The RABET-V Program consists of eight discrete activities from RTP Submission to Reporting. Five of these activities scale or are eliminated based on risks attributed to the product changes from the previous submission. Risk decisions are informed by the product’s architecture, the developer’s processes, and their security claims. Each time the RABET-V process is initiated, it is called a RABET-V Iteration.
Throughout the process, certain activities produce scores that are shared with the RTP after the activity is complete. All scores are considered tentative until the entire RABET-V process is complete.
RTP Submission: A submission from an RTP begins the RABET-V iteration. This submission contains information from the RTP on both its organization and the product under review.
Submission Review: The submission is reviewed for completeness and to determine which of the remaining activities are necessary for the submission type.

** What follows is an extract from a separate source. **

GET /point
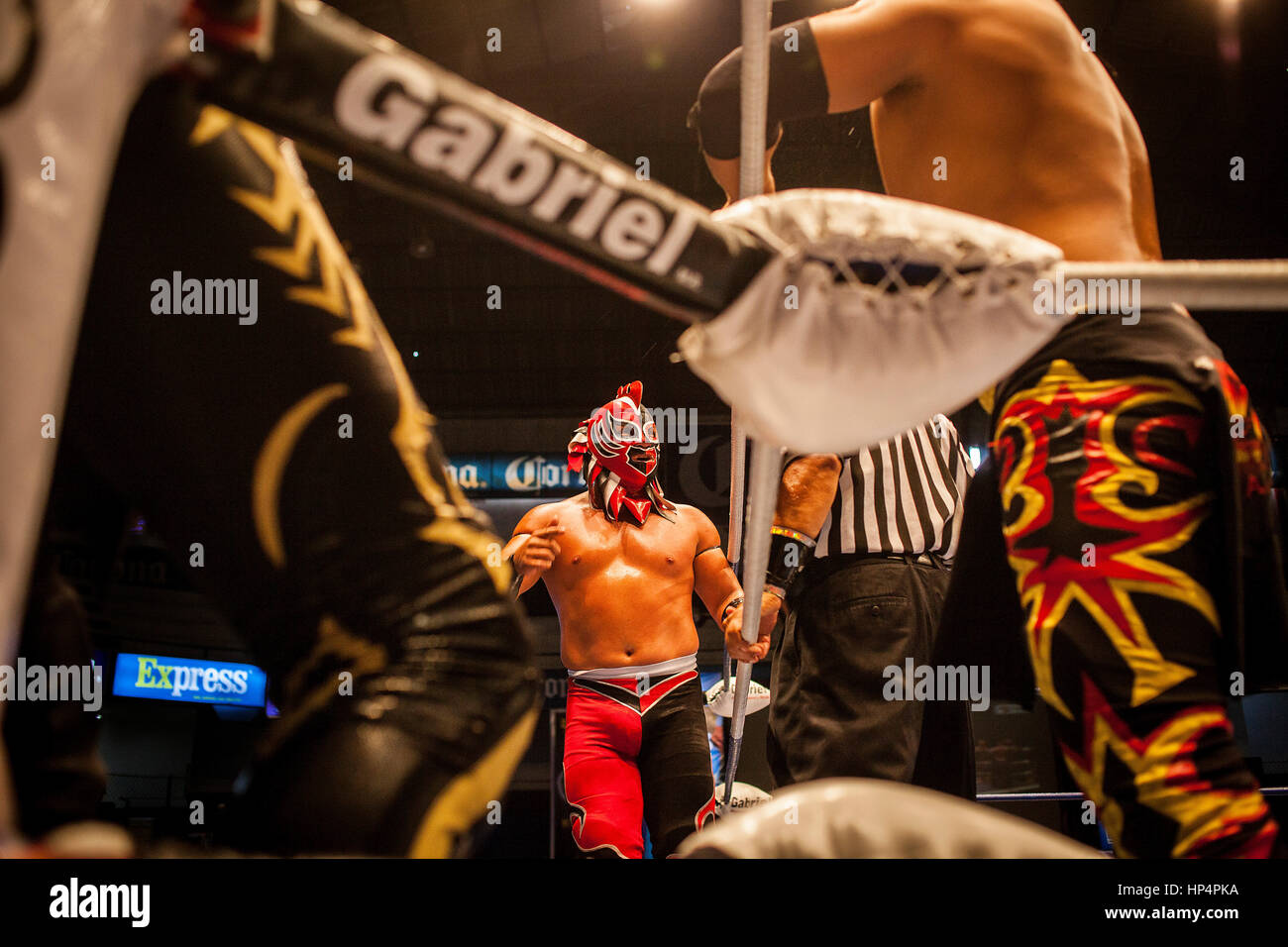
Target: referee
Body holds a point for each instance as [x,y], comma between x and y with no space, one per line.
[861,553]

Process Assessment: Assessment of the RTP’s approach to developing software to determine its maturity, which will be used throughout the RABET-V process and subsequent submissions by the RTP. A demonstrably high level of maturity can reduce the burden of review across all activities. One can think of this as assessing the general trustworthiness of an RTP to reliably implement any given product feature or capability. A tentative score is provided to the RTP upon completion of the activity.
Architecture Review: Assessment of the product’s architectural approach to determine its maturity with regard to various security services. A demonstrably high level of maturity can reduce the burden of review for a specific change. One can think of this as assessing the trustworthiness of the product that changes to one product feature or service will not have security implications for other aspects of the product. A tentative score is provided to the RTP upon completion of the activity.
Security Claims Validation: Assessment of whether the RTP’s stated security approach are appropriate given the goals and expected use of the product. This assessment results in a set of security requirements that will used in producing the Testing Rules.
Testing Rules Determination: Produces a first-hit, crosstab decision table based on the outputs from the prior activities.
Product Verification: Executes the test plan.
Reporting: Produces reports and provides final results to stakeholders.